Biochemistry and Molecular Biology

First Advisor

Karin Przyklenk

Second Advisor

David Evans


Cardiovascular disease (including coronary heart disease and myocardial infarction) is the leading global cause of death and disability. Myocardial infarction (MI) is defined by a cessation blood flow to a region of the heart, wherein oxygen and nutrient deprivation leads to cardiomyocyte injury and death. The only targeted therapy against MI is timely reperfusion. Reperfusion, while necessary to salvage ischemic myocardium, paradoxically introduces its own injury component – ischemia-reperfusion injury (IR). Mitochondria have been implicated at the nexus of IR injury, with our evolving understanding of mitochondrial quality control processes suggesting mitochondrial morphosis as a key determinant of cardiomyocyte fate. Mitochondrial fission has been extensively studied as a key event in IR injury progression; however, recent data suggest that altered mitochondrial fusion machinery, including the inner-membrane protein, optic atrophy protein (OPA1), may play a causal role in determining cardiomyocyte fate during IR. Using an in-vitro model of ischemia-reperfusion in an immortalized cardiomyocyte cell line (HL1), we tested three hypotheses:

i. Myocardial ischemia-reperfusion injury triggers the proteolytic processing of OPA1 through pathological activation of OMA1 protease early during the reperfusion period. These events coincide with pathological DRP1 translocation and precede cytochrome c release and activation of apoptosis.

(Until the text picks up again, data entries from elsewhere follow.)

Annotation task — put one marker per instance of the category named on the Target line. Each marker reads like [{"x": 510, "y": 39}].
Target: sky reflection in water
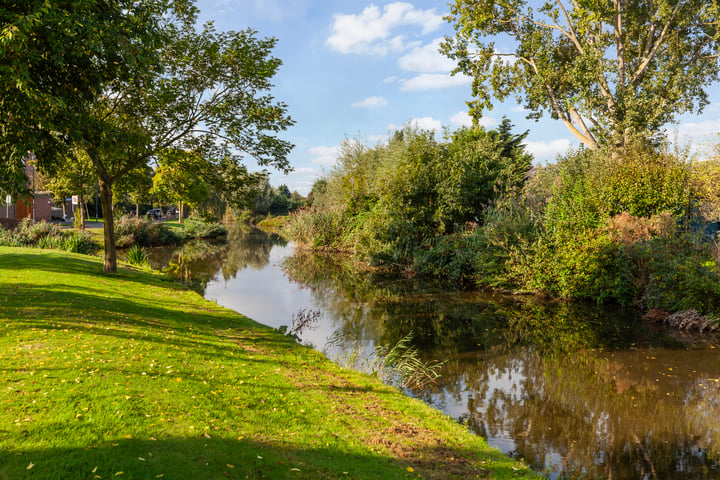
[{"x": 577, "y": 391}]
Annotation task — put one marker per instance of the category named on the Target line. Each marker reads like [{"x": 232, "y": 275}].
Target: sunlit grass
[{"x": 132, "y": 376}]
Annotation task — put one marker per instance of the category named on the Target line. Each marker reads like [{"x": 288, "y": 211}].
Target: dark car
[{"x": 154, "y": 213}]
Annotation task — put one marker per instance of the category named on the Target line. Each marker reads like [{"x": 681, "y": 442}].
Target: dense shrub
[
  {"x": 200, "y": 228},
  {"x": 47, "y": 235},
  {"x": 386, "y": 203},
  {"x": 131, "y": 230}
]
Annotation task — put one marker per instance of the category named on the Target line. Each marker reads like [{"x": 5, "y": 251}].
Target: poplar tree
[{"x": 609, "y": 70}]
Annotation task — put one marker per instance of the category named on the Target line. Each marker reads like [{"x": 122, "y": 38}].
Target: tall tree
[
  {"x": 607, "y": 69},
  {"x": 210, "y": 98},
  {"x": 179, "y": 180},
  {"x": 56, "y": 58},
  {"x": 75, "y": 177}
]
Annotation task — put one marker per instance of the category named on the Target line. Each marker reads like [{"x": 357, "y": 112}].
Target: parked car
[{"x": 154, "y": 213}]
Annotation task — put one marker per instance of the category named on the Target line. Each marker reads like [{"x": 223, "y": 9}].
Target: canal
[{"x": 577, "y": 391}]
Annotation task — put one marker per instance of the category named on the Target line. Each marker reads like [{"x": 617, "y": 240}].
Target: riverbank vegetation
[
  {"x": 636, "y": 229},
  {"x": 132, "y": 376}
]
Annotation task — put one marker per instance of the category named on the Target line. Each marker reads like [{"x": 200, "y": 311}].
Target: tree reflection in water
[
  {"x": 199, "y": 261},
  {"x": 578, "y": 391},
  {"x": 581, "y": 391}
]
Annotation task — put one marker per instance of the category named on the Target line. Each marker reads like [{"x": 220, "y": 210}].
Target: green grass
[{"x": 132, "y": 376}]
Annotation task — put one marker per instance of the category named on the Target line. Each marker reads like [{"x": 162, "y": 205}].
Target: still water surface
[{"x": 578, "y": 392}]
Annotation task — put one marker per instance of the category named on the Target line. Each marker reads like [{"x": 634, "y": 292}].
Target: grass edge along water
[{"x": 134, "y": 376}]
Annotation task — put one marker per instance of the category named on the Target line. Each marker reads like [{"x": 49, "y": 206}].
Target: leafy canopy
[{"x": 608, "y": 70}]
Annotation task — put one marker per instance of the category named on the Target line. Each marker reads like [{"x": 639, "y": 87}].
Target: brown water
[{"x": 577, "y": 391}]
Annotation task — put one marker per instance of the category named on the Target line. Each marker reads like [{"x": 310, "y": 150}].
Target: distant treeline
[{"x": 632, "y": 227}]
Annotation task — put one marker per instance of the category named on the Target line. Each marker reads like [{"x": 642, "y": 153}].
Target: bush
[
  {"x": 28, "y": 233},
  {"x": 146, "y": 233},
  {"x": 197, "y": 228},
  {"x": 138, "y": 256},
  {"x": 323, "y": 230},
  {"x": 677, "y": 274},
  {"x": 78, "y": 241}
]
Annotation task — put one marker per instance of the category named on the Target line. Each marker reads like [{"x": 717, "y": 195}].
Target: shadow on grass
[
  {"x": 202, "y": 458},
  {"x": 52, "y": 261}
]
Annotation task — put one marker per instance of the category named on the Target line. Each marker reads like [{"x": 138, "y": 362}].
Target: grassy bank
[{"x": 132, "y": 376}]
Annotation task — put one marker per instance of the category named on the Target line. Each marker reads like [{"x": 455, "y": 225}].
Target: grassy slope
[{"x": 133, "y": 377}]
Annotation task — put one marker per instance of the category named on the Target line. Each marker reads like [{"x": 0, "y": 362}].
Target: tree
[
  {"x": 608, "y": 70},
  {"x": 207, "y": 99},
  {"x": 178, "y": 180},
  {"x": 135, "y": 187},
  {"x": 75, "y": 177}
]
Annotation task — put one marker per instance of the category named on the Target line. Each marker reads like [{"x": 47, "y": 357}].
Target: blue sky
[{"x": 360, "y": 69}]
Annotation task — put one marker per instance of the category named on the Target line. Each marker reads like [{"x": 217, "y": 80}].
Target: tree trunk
[
  {"x": 110, "y": 265},
  {"x": 82, "y": 212}
]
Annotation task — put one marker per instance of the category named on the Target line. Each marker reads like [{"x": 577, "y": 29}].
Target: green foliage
[
  {"x": 198, "y": 228},
  {"x": 175, "y": 378},
  {"x": 319, "y": 229},
  {"x": 138, "y": 256},
  {"x": 47, "y": 235},
  {"x": 399, "y": 364},
  {"x": 78, "y": 241},
  {"x": 140, "y": 231},
  {"x": 610, "y": 72},
  {"x": 677, "y": 275},
  {"x": 385, "y": 203}
]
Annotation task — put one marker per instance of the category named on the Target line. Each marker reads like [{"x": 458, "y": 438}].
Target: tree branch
[{"x": 651, "y": 54}]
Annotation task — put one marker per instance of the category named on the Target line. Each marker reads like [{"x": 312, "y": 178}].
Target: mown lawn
[{"x": 132, "y": 376}]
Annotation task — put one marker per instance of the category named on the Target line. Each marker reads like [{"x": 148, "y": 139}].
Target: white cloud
[
  {"x": 463, "y": 119},
  {"x": 548, "y": 150},
  {"x": 434, "y": 81},
  {"x": 697, "y": 132},
  {"x": 371, "y": 102},
  {"x": 370, "y": 32},
  {"x": 300, "y": 179},
  {"x": 426, "y": 59},
  {"x": 322, "y": 155},
  {"x": 422, "y": 123}
]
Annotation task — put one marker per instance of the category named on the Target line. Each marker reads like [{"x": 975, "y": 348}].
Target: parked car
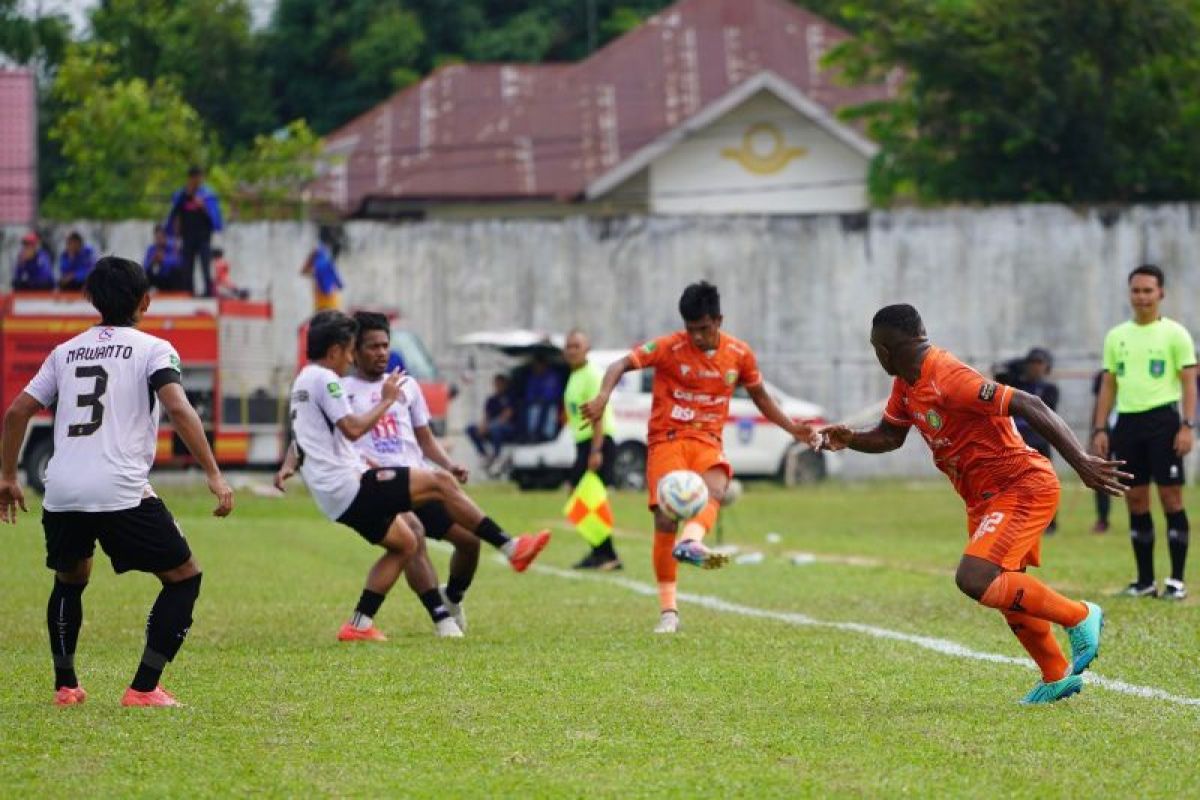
[{"x": 755, "y": 446}]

ii. Cardioprotection through IPC and RIPC can be achieved in a pure cardiomyocyte model, and, these protective strategies will attenuate OPA1 proteolysis and DRP1 translocation, thereby blunting cytochrome c release and apoptosis.

iii. OPA1 plays a causal role in determining cardiomyocyte fate during IR, whereby depletion of OPA1 through siRNA knockdown will sensitize cardiomyocytes to IR injury, increase markers of apoptosis, and in IPC and RIPC cohorts, blunt the cardioprotective effect on viability. The functions of OPA1 and DRP1 are interdependent, where knockdown of one will alter the functionality of the other.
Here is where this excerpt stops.